»Tu das weg!« sagte ich zu Imnak.
Imnak fertigte mehrere solcher Beinfedern. Dann bettete er sie in etliche Fleischstücke.
Er warf eines dieser Fleischstücke ins Freie.
»Jetzt wollen wir schlafen«, sagte er.
»Du tust da etwas Schreckliches, Imnak«, sagte ich.

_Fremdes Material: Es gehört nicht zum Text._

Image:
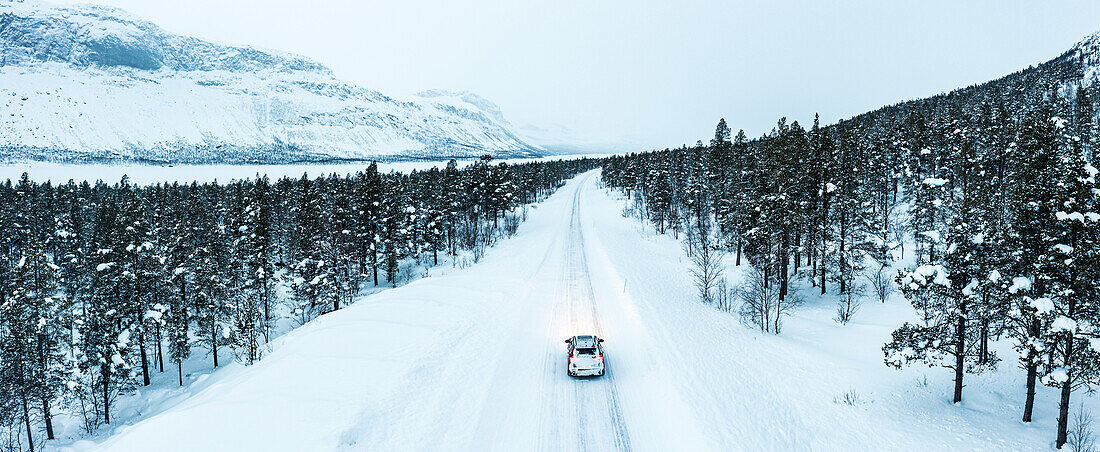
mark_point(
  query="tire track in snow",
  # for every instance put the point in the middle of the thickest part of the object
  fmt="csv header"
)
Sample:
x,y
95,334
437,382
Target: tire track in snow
x,y
581,287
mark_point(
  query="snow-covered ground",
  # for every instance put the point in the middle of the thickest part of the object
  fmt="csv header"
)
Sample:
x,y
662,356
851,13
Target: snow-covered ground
x,y
59,173
474,360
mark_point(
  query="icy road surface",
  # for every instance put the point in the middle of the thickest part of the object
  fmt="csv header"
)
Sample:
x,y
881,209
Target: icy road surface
x,y
475,360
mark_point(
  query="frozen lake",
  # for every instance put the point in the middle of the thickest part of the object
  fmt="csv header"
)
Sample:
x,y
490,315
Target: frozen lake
x,y
152,174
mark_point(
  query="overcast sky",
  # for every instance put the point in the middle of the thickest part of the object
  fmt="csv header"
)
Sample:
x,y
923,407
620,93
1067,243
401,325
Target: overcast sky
x,y
651,74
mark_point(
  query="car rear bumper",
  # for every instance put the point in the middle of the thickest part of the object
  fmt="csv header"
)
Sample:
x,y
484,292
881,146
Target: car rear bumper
x,y
586,371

»Möchtest du weiterleben?«
»Ja.«
»Dann rede nicht«, sagte er. »Entweder wir oder die Sleen.«
Ich lag in der Nacht lange wach. Dann hörte ich plötzlich den durchdringenden schrillen Schrei eines Tieres. Die Sehne hatte sich im Magen aufgelöst.
»Was ist?« rief Arlene.
»Nichts«, sagte ich zu ihr. Dann schlief ich. Wir zogen nach Norden.
Sleen folgten uns nicht mehr. Der erste der fünf Sleen war vor zwei Schlafperioden umgekommen. Er war von den anderen vier gefressen worden. Zwei sattgefressene Tiere hatten daraufhin unsere Spur verlassen, um sich anderweitig umzutun. Zwei Tiere hatten die Verfolgung fortgesetzt. Nach dem Ende der gestrigen Schlafperiode hatte Imnak ein zweites mit Fischbein präpariertes Fleischstück hinter den Schlitten geworfen. Das aggressivere der beiden verfolgenden Tiere verschlang den Brocken. Es starb eine Ahn später, noch immer auf unserer Spur. Das letzte Tier, das zurückhaltender zu sein schien, hockte sich daneben nieder. Es wartete, bis das andere Tier sich nicht mehr rührte, ehe es zu fressen begann. Als wir nach der letzten Schlafperiode erwacht waren und den Sleen eingespannt harten, warf Imnak ein weiteres präpariertes Fleischstück aus. Als wir einige Ahn später den verblüfften Schmerzensschrei eines Tieres vernahmen, wandte sich Imnak um.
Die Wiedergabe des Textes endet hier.